These pups are changing veterans' lives

- Michael Jernigan is totally blind. His guide dog, named 'Treasure,' means everything to him.

Michael lost his eyes while serving in Iraq when an IED exploded.

"I had 45 percent of my cranium crushed in. I had shrapnel go in my right eye, exit my left eye. I'm actually the first service member to lose both eyes in the Global War on Terror," he said.

Neither the Veterans Administration nor the Department of Defense supply guide dogs to service members who lose their sight in combat, but Southeastern Guide Dogs in Palmetto gives them highly trained dogs -- free of charge.

Jernigan now works for that organization and helps many veterans who have lost their sight or who suffer from PTSD.  He says what the dogs can do is nothing short of amazing.

"Not one of our veterans who has a service dog or guide dog has committed suicide," offered Jernigan,  "And we lose 22 veterans a day to suicide in this country." 

Veterans represent the fastest growing group of clients here. Their Paws for Patriots program looks at new ways to help more veterans.
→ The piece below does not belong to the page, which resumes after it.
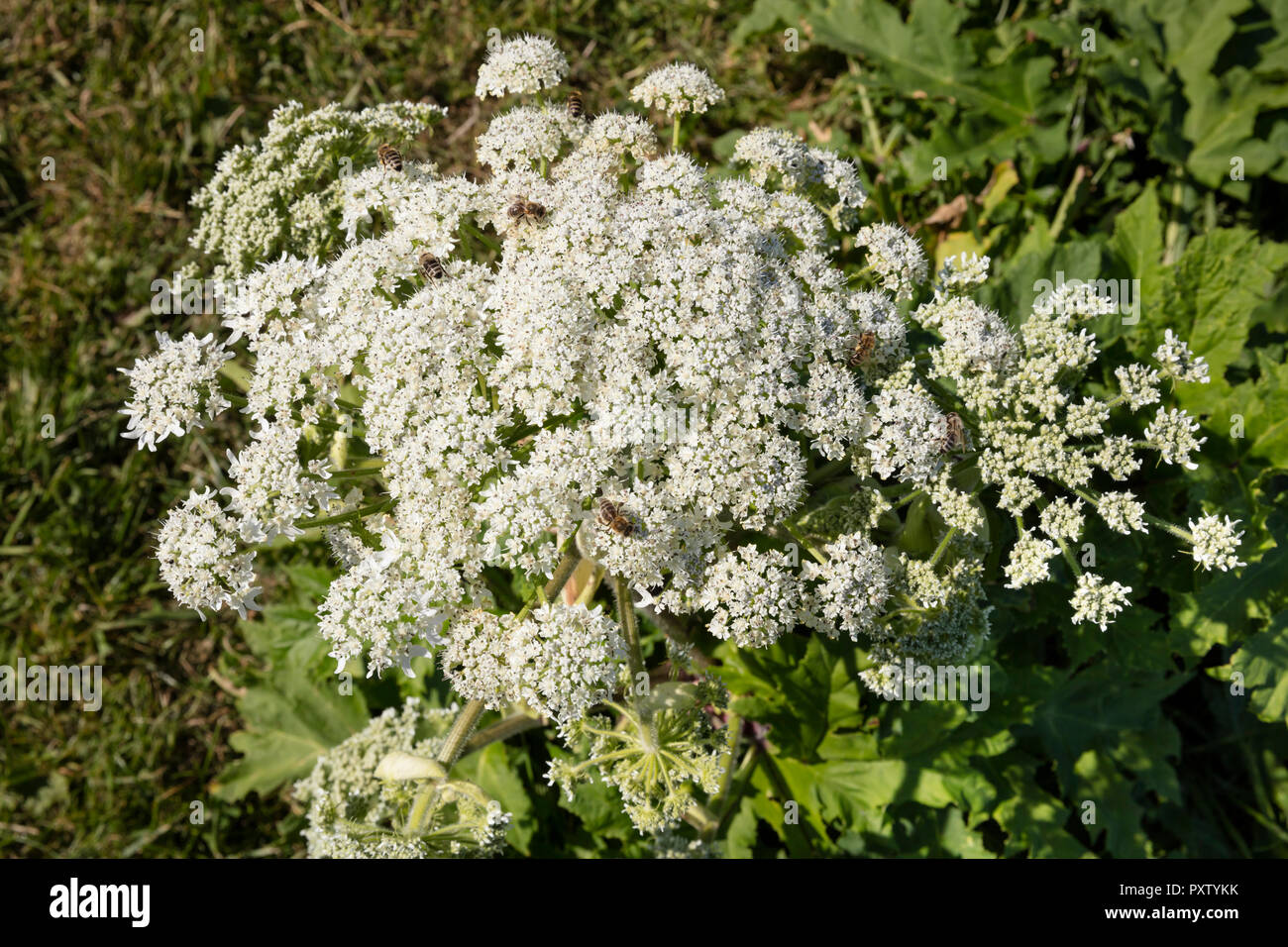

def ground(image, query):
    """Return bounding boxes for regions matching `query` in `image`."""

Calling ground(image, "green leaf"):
[1221,611,1288,723]
[211,677,369,800]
All the dogs go through hundreds of hours of training. They can become guide dogs or service dogs based on what they're best at. For PTSD, the training includes hugging.

"And the panic starts to temper down and dissolve and go away," explained Jernigan.

A multi-million-dollar expansion is underway at Southeastern Guide Dogs. It's all from donations. They get no funding from the government.

For Jernigan and thousands of others, nothing compares to their four-legged friends.

"This dog makes sure I'm safe. And for that I'm ever grateful," Jernigan added.